居然有人认出她,她愣了好一会儿支吾着承认:“…是。”
说不清为什么,那一刻她只觉得很难堪。
她直播里吃的东西都很随意,不精致,吃相也不克制。她以为现实生活中永远不会有人认出那些直播里她那张贪婪的肿胀的脸。
但他看起来很惊喜:“真的是你啊!我看过你的直播!”
嗓门太大,店里所有人都看过来,估计以为她是什么有名的网红。
朱潇潇僵着脸笑。
那人似乎真的很高兴,上前两步想要和她聊。朱潇潇如临大敌。
还好,他刚要坐下来,忽然想起自己手里拎的东西,又“噌”地一下从凳子上弹起来,“哦我还有外卖要送!下回我接少点单,咱们再聊!”
那天朱潇潇头一次没吃完,剩了一大半的麻辣烫,赶在所有食客都来打量她之前走了。
再聊个屁。
朱潇潇希望他立刻发财,再也不用送外卖,再也不会往这家店来。
她特意隔了一个多月再去,为此忍了好久的馋虫。
可惜,那人没发财。
看见她,特别惊喜,还真取消了订单、关了系统,叫了碗麻辣烫坐下来同她唠家常似的:“你上个礼拜直播吃的那个锅包肉是不是不大好吃?”
朱潇潇想,没啊,挺好吃的。然而过两秒又想,也可能是她太不挑食,但她并不想留下一个“什么都吃”的印象。
于是她点头,“嗯”了一声。
那人“嘿”的一笑:“我就知道!你那玩意儿一看就不行,皮看着太厚了,而且一看就放了番茄酱。我们东北的锅包肉从来不放番茄酱!”
“那放什么?”朱潇潇不由自主地被他带进话题里,那人误打误撞,特别精准地踩到了她话匣子的开关。
“白糖白醋啊!葱丝儿胡萝卜丝儿啊!”他嗦了一大口红薯粉,又说,“对了,还有这麻辣烫,你没吃过东北的麻辣烫吧?放白糖的!”

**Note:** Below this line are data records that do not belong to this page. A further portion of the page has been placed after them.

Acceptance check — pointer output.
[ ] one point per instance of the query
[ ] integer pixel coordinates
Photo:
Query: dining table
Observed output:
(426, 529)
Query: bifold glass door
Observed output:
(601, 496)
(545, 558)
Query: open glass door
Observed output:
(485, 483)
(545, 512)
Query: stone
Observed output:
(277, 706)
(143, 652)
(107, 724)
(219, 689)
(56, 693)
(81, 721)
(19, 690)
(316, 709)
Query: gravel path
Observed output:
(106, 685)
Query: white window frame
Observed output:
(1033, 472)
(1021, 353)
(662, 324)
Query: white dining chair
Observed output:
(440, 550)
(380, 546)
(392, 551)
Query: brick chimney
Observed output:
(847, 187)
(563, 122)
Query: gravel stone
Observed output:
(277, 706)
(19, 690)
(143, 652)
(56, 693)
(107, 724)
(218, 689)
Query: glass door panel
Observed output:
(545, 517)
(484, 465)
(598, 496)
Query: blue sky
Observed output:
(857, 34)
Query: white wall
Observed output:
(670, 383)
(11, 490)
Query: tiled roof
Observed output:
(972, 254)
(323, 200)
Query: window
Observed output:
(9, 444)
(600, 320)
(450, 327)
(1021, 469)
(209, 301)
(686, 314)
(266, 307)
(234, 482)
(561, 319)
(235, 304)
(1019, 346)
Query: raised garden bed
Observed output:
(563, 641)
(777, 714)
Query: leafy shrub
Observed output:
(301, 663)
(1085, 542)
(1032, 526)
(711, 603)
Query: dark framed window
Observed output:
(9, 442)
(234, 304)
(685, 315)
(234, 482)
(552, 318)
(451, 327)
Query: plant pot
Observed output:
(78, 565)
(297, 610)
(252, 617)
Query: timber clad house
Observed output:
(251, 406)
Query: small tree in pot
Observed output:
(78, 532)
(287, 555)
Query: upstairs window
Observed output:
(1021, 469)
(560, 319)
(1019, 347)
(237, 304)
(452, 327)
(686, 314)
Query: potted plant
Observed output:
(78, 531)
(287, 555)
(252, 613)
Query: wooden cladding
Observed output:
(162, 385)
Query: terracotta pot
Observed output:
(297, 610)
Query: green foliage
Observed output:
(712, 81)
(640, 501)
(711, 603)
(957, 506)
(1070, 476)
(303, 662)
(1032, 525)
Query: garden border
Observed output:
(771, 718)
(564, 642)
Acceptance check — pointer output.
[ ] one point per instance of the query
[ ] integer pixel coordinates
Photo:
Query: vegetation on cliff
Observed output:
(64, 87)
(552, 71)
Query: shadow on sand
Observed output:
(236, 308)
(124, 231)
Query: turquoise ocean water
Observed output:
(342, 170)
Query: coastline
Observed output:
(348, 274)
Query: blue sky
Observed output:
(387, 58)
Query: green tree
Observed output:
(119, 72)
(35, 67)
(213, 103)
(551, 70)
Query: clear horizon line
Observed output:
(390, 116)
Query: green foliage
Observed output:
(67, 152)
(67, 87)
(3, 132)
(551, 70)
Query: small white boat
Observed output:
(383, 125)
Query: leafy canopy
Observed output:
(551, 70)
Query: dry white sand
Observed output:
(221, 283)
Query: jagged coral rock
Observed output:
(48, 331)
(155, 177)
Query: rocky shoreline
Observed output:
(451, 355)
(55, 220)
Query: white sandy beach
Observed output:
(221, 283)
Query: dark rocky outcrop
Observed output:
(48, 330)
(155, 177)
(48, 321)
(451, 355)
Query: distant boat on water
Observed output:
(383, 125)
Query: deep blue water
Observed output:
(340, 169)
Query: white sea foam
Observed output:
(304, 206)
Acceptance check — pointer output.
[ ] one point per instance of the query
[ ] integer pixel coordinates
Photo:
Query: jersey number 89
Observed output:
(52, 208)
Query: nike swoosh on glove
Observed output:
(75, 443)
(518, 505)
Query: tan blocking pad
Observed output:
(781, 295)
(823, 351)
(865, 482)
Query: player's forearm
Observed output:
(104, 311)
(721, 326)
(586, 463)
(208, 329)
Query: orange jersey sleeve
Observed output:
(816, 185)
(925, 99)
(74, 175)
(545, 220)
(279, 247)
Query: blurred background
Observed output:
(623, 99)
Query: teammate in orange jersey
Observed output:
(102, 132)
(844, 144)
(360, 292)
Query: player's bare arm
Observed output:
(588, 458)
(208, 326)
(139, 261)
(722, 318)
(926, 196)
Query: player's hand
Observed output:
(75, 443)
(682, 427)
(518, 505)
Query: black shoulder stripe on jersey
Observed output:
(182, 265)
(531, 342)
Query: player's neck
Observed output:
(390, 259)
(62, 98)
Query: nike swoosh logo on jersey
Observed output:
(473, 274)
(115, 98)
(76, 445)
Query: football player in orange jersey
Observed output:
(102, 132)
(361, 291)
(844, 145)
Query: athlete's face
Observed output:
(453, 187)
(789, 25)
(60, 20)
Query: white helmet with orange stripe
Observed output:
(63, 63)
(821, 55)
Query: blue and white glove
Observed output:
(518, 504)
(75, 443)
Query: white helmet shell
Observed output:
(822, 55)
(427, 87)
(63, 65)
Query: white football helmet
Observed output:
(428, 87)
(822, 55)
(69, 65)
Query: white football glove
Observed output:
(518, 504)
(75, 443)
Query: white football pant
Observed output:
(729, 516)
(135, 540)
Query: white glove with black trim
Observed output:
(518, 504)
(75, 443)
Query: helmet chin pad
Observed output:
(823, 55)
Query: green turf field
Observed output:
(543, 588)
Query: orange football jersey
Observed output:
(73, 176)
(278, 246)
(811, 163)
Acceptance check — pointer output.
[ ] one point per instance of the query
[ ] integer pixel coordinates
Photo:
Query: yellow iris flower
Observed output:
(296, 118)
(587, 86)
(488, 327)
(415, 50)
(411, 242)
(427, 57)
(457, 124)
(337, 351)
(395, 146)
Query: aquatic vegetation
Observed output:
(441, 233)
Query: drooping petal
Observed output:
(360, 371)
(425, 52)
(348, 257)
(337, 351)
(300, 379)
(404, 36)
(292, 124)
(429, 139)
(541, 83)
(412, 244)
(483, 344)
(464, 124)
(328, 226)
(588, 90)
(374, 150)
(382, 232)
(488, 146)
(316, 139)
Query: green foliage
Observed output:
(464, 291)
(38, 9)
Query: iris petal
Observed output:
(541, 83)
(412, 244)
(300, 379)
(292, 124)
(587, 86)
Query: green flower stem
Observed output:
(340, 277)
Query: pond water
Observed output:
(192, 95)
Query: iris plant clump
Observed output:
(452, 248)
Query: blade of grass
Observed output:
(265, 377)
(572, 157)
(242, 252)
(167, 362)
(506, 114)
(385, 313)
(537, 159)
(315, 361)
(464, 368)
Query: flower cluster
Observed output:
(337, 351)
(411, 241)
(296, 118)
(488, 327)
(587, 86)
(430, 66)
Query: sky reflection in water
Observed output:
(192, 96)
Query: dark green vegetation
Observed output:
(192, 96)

“白糖?!”朱潇潇震惊,并在震惊中自然流露出了一些向往。
那人很得意,“对啊,没吃过吧?”
朱潇潇默默咽了咽口水。
那天他们一直聊到朱潇潇上课前。
朱潇潇知道了他叫柏杨,东北人,22 岁,没念大学,那是他在北京打工的第三年。他外卖送得很好,也很俭省,所以一个月能攒下来一万多块钱,打算攒够了钱回老家买房开店。
他说他还没想好要开什么店,火锅或者羊蝎子都行。但如果是卖麻辣烫的话,那他应该已经攒够钱了。
“以后我要是真开店了,请你来我店里直播成吗?”
“我特喜欢看你直播,特别自然,舒服。”
还好那天吃的是特辣麻辣烫,朱潇潇有充分的理由脸红到最后。
她心想,东北人都这样么?真能聊啊。
*
恋爱是从夏天开始谈的,在柏杨第六次取消订单坐下来同她一起吃麻辣烫之后。
朱潇潇有点难受,抬头问:“你老这么不接单,不会影响评价吗?”
柏杨笑:“不影响。”
“不耽误你攒钱吗?”
“不耽误。”柏杨摇头,停了两秒,又说,“其实也有点儿耽误……所以,要不我下回换个时间请你吃饭吧?”
“啊?”朱潇潇错愕。
“换个不用接单的时间,成吗?”
后来他们约会常在早上,点外卖的人不多的时间。朱潇潇因此吃遍了全世界各种风格的早餐。柏杨好似对全北京城都了如指掌,朱潇潇在许多个早晨悄悄起床,偷摸摸地溜出寝室,坐在柏杨的电动车后面,穿梭在血管一样的胡同里,见过什刹海宿醉出来的年轻人,也见过北海公园白衣晨练的老太太。
那些时刻她觉得她和所有这些人共同拥有北京。
朱潇潇还去过柏杨家里,直播。地下室特别小,但对她的手机屏幕来说足够。柏杨就坐在镜头后面,看她吃白糖麻辣烫,时不时递筷子过来给她多加一个丸子。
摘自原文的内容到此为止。